Atteindre des efficacités régulières et durable
« Du fait des caractéristiques particulières des agents de biocontrôle à base de micro-organismes, leur déploiement est plus complexe que l’application de molécules chimiques, explique-t-il. Actuellement leur usage manque souvent d’efficacité et de constance. En effet, certaines solutions vont diminuer la contamination de seulement 30 % par rapport à un non-traitement ce qui n’est pas acceptable pour les agriculteurs. D’autres vont pouvoir atteindre des réductions de sévérité de 60 % voire plus, ce qui commence à être très intéressant. Pour atteindre ces efficacités de manière plus régulière et durable, il est nécessaire de développer des OAD intégrant les propriétés biologiques des agents de biocontrôle microbiens, celles des agents pathogènes et les caractéristiques des systèmes de culture. »

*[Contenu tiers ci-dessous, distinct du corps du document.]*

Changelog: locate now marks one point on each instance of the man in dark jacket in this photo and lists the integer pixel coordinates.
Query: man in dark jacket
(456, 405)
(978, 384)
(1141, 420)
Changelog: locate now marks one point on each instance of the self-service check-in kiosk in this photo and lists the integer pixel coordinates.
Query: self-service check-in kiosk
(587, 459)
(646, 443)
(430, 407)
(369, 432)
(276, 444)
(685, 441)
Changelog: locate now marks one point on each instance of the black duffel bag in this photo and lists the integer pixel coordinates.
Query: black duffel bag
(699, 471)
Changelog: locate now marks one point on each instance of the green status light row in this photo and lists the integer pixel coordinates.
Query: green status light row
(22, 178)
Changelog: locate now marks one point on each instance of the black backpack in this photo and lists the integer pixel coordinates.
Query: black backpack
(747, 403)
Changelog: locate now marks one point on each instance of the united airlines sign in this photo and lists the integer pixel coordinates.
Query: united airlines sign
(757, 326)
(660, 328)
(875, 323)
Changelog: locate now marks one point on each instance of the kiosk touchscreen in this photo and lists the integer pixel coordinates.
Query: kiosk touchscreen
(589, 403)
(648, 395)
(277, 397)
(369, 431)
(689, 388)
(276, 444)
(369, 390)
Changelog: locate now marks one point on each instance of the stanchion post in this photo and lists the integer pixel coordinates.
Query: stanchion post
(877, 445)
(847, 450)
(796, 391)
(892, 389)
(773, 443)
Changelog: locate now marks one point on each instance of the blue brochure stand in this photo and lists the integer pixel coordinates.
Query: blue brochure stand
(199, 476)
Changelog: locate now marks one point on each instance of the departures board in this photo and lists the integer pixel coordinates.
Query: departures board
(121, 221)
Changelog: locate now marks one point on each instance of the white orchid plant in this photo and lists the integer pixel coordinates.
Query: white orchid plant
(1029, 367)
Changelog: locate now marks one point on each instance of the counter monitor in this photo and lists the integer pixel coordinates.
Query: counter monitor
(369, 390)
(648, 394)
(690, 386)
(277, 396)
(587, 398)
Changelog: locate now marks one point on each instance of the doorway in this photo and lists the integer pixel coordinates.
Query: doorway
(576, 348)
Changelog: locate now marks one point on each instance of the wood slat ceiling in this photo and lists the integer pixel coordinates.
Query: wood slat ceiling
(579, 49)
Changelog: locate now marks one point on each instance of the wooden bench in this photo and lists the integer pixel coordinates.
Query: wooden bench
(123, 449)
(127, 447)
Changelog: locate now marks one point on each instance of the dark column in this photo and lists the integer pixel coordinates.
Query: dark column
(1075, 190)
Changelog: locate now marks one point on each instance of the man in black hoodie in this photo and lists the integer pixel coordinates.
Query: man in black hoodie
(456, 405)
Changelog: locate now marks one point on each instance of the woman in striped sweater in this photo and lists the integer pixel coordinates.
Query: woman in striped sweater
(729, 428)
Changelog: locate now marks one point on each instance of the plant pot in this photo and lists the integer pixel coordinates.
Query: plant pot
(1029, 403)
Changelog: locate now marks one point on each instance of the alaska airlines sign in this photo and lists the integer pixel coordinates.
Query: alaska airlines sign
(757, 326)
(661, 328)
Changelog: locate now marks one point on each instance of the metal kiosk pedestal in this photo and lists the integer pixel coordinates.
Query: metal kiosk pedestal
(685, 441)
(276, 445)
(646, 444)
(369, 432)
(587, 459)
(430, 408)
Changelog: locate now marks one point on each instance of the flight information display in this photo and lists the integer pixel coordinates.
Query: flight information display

La thèse, axée sur les agents de biocontrôle microbiens (ABM), se déroulera en plusieurs étapes. Le travail s’attachera à hiérarchiser les facteurs régissant l’efficacité des ABM, identifier ceux qui pourraient faire l’objet de règles de décision dans les itinéraires techniques, et enfin à développer un prototype générique d’OAD, de le paramétrer et de l’évaluer pour un exemple spécifique, encore à définir. Les travaux impliqueront la réalisation d’enquêtes auprès de professionnels et d’une méta-analyse de la littérature scientifique et technique complétée par des expérimentations biologiques. « Je suis à la recherche de témoignages d’acteurs du terrain, à l’avant-garde des pratiques agricoles, précise Thomas Pressecq. Les professionnels concernés peuvent remplir le questionnaire, en moins de cinq minutes, en ligne via ce lien : https://forms.gle/o98fTMvR3g1svsyB8 . »
« L’avis des sociétés privées est primordial »
Pour l’heure, les sociétés privées ne sont pas directement impliquées. « Mais elles sont interrogées grâce au questionnaire, leur avis est primordial, poursuit-il. Il n’est également pas exclu que nous ayons des contacts plus serrés avec le secteur privé lors de la mise au point de l’OAD. »
S’il existe déjà des OAD sur le biocontrôle, la thèse entend prendre le sujet par un autre bout. « Les outils actuels sont fondés sur les conditions météorologiques et la progression du ravageur, à l’instar de ceux sur les pesticides classiques, explique Thomas Pressecq. Ici, nous voulons mettre le comportement de l’agent de biocontrôle au cœur de la règle de décision, et donc réfléchir à l’efficacité de la protection de manière plus globale. »
Un travail pour toutes les cultures
Le travail entend poser les bases pour une utilisation plus large, même sur les grandes cultures. « Je suis fils d’agriculteur céréalier et oléoprotéagineux, où l’usage du biocontrôle est moins important et moins performant que dans d’autres secteurs, reconnaît-il. Toutes les filières ne sont pas logées à la même enseigne et ne peuvent pas mettre le même prix à l’hectare dans la protection phytosanitaire biologique. Pour les grandes cultures, je pense que l’avenir est de coupler le biocontrôle avec des variétés résistantes et des pratiques agronomiques plus adaptées aux enjeux du moment. »
La thèse est suivie par trois encadrants Inrae, Marc Bardin, Philippe Nicot et Marc Tchamitchian, ainsi que d’une encadrante de l’Aprel, Aurélie Rousselin.